Preach not to others what they should eat, but eat as becomes you, and be silent.
The above quote by a Greek sage and philosopher of the first century AD, remembered throughout recorded history as espousing that fate determines external events but individuals are responsible for their own actions, drew my interest not for his “thou shall not preach” admonishment but “eat as becomes you, and be silent.”
Eating as becomes one’s self is, of course, easiest when alone—and that’s where the “be silent” holds true, too.
But although I found myself on the way home from work last Thursday night turning into the driveway of an area restaurant I wanted to visit, I don’t necessarily want to keep quiet about it.

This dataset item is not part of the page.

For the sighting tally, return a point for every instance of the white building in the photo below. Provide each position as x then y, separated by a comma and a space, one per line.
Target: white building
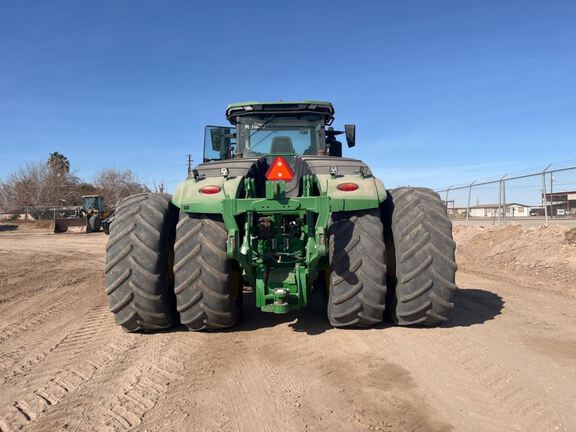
491, 210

It’s easy to go out to eat alone for breakfast, brunch or lunch—with a book or newspaper for company in this aloneness if preoccupation with food or one’s thoughts is not enough for comfort. Dinner is another story altogether. Parties—of two, three, four, six, eight, you know…—dine out.
A party of one becomes a matter of me, myself and I.
Well, I did a rough check of the parking lot at a New Preston eatery and it seemed to me there was room for one more car, so I aimed to give myself a treat.
“Can you seat one?” I asked the maitre d’, as the dining areas seemed quite full, even shortly after 6 o’clock.
“Of course. This is the Community table,” he said, referring to one of Litchfield County newest eating establishments, Community table at 223 Litchfield Turnpike.
And he proceeded to seat me at the spot with the selfsame name—in the center of a long table crafted from a 300-year-old black walnut tree that had grown on the property.
Two couples had dug into their appetizers, and conversation, at my left, and a party of four was poring over the menu at my right as I was seated dead center, with an empty chair in front of me.
Well, I had a book with me (and had turned off my cell phone before entering). …
As it turned out, I didn’t miss using either of them.
It took me less time to absorb the ambience—stylishly spare, bright and airy—than to peruse the purposefully pared-down menu.
“So, what did I have?” I asked my husband when I got home later that evening. “Beets and fish,” he figured, guessing correctly, but as dessert never interests him, he quit after mulling the appetizer and entrée selections.
Beets & Berries set the tone of the meal from the outset. Beets, raspberries, blackberries, currants, candied pecans, fennel, blue cheese, blueberry citrus vinaigrette. Yum yum yum. Like having “afters” before the main course.
Locally sourced ingredients, and even though it would be tempting to attempt to replicate the appetizer in one’s own kitchen, that would be a presumption, so masterfully it was executed under the guidance of executive chef Joel Viehland.
Stonington seared scallops next, as much because I love seafood as the fact that I wanted to sample the greens: fennel puree, kale, seaweed pressed kohlrabi—with lamb pancetta and a drizzle of vinaigrette.
You know, it was actually enough sustenance—and enough of a culinary experience—to stop there, but when the waitress came by with dessert choices (only two), I told her to pick one for me. She decided on the gooseberry fool rather than the blackberry crumb cake. Did I already say “Yum!”?
This solo diner did not dine altogether alone, however. Conversation with the couples began with “What did you order?” And when two diners were squeezed into the one spot opposite me—all chairs scooted over to give them room—and proceeded to order one Beets & Berries to share as a starter, all of us other 9 diners looked up. Soon enough, someone said, “You’ll be sorry. You should have ordered two!”
The food was the star, the camaraderie the garnish (as I expect it always is at Community table, www.communitytablect.com).